The Marriage Problem
https://web.stanford.edu/~niederle/Palgrave%20Matching.Approved.pdf
The paper linked above addresses, amongst others, the issue of the marriage problem, which is a two-sided matching problem. This is where agents on both sides have preferences for a matching. According to the Deferred Acceptance Algorithm developed by Gale and Shapely (1962), there exists a stable matching in every marriage market where men propose if men continue to propose to women starting from their first preference and working down their rank ordering, and only stopping when a woman accepts the most preferred proposal. It is here that the question of stating true preferences comes into play, which is the central question our class dealt with during the topic. According to Roth and Sotomayor, the Impossibility Theorem states that it is not possible that a stable matching exists where both agents’s dominant strategy is stating their true preferences, or bidding truthfully. The Deferred Acceptance Algorithm, however, makes it the dominant strategy to bid truthfully for a man in the case of the marriage problem.
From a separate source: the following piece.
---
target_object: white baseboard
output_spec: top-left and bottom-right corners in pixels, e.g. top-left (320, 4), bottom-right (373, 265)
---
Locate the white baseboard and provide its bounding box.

This finding is similar to other matching models, such as a many-to-one matching (the example in the paper is of an individual seeking 1 job, and firms seeking multiple employees), where firms do not have a dominant strategy but it is a dominant strategy for job seekers to bid truthfully. This is because in the real world, it is difficult to form strict preferences over options, and so firms often hire based on qualifications but also interest in the firm (i.e guessing the job seeker’s strict preference).
In class, we only discussed one-sided matching problems, where often buyers and items could be matched any which way, even if it was not efficient. There is only one active participant in the market- the buyer/seller. The marriage problem above, stemming from two-sided matching markets opens a whole new area of exploration, where matching markets, auctions and preferences all intertwine.